Shared Hosting, Reseller Hosting, Dedicated & Semi-Dedicated servers
and Custom Hosting. 24/7 support, 30 day guarantee, secure servers.
Industry's most experienced staff! -- Web Hosting With Muscle!

Thank you for the above. But what about if you sell, say software, it is
paid for via PayPall, the buyer doesn't like the software, and wants his or
her money back. Then ("option 1") Possibly PayPall refunds the money or
("option 2") PayPall does nothing. Which risk enters into the picture in
either case? In case of option 1 you would loose the payment, but if there
is no balance with PayPall, because you have withdrawn it all, do things go
wrong then?

Adrian.
 
N

Neredbojias

That really depends on what you mean by fraud protection. If anyone
does an electronic transfer from your account or uses a debit card,
the protection is reduced or even non existent, depending. If you
use a CC with paypal, you have your CC protection if paypal fails to
protect you. Any site you enter your bank account information where
someone could use that service to withdraw money electronically,
always increases the risks and reduces the protections.

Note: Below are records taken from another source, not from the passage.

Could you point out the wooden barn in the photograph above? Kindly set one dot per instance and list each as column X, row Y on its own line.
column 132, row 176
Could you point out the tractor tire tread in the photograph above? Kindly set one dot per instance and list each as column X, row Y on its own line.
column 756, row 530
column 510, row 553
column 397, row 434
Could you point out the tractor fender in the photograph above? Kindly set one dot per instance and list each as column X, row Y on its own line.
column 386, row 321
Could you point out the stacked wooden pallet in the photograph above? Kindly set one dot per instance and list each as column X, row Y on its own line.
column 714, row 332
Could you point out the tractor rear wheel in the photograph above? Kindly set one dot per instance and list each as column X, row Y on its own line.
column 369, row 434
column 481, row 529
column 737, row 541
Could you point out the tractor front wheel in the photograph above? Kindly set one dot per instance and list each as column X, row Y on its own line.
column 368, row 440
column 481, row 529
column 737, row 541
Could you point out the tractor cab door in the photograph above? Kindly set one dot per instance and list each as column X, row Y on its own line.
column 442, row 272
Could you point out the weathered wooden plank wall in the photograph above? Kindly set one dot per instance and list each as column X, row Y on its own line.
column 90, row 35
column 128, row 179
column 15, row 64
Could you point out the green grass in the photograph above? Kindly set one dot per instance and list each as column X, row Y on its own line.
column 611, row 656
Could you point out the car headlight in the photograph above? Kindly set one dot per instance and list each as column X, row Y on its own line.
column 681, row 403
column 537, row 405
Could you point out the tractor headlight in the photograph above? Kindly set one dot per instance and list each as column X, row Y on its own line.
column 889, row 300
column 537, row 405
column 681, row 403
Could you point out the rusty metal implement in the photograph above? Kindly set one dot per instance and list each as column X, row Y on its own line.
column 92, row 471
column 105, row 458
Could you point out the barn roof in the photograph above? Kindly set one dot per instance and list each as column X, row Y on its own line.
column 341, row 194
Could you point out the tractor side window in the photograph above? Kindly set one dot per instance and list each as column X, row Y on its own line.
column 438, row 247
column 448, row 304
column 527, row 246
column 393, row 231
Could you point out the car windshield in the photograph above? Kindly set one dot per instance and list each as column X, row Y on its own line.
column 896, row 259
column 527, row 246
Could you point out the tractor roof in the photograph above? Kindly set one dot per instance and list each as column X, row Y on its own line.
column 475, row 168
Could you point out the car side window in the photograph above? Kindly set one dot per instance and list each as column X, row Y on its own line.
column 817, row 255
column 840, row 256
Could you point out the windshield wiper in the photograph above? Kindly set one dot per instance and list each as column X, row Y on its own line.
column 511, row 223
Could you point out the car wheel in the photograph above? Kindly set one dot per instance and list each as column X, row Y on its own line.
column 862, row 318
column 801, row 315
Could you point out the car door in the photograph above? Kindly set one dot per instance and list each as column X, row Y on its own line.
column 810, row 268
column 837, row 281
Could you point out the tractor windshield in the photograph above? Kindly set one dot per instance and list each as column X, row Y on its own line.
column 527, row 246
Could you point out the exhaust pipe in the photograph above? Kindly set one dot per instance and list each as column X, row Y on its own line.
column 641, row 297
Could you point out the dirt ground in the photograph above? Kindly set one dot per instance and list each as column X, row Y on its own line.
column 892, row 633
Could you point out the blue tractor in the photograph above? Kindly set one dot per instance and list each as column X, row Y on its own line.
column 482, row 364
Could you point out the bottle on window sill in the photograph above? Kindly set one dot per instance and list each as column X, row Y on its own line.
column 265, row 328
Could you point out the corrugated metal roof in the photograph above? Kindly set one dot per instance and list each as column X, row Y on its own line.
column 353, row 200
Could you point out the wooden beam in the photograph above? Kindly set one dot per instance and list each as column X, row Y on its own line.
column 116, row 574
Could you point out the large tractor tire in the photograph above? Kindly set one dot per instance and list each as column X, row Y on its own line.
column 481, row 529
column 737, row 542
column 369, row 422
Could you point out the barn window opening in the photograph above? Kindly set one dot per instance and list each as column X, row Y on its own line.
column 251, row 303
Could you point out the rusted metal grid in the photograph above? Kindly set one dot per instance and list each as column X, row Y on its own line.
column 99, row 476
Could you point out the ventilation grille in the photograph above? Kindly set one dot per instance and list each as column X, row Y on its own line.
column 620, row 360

I've not read paypal's TOS in a while though, so perhaps you mean
something else? Don't get me wrong, I don't use paypal anytime I can
help it, I think they and ebay are not worth anywhere near what they
charge and I believe their policies are poor. Unfortunately, we have
to use them as an option, since that's what some people want.
Luckily, we've never had any complaints to have to deal with, but we
run no risk on our end, as only we'd initiate a transfer/payment.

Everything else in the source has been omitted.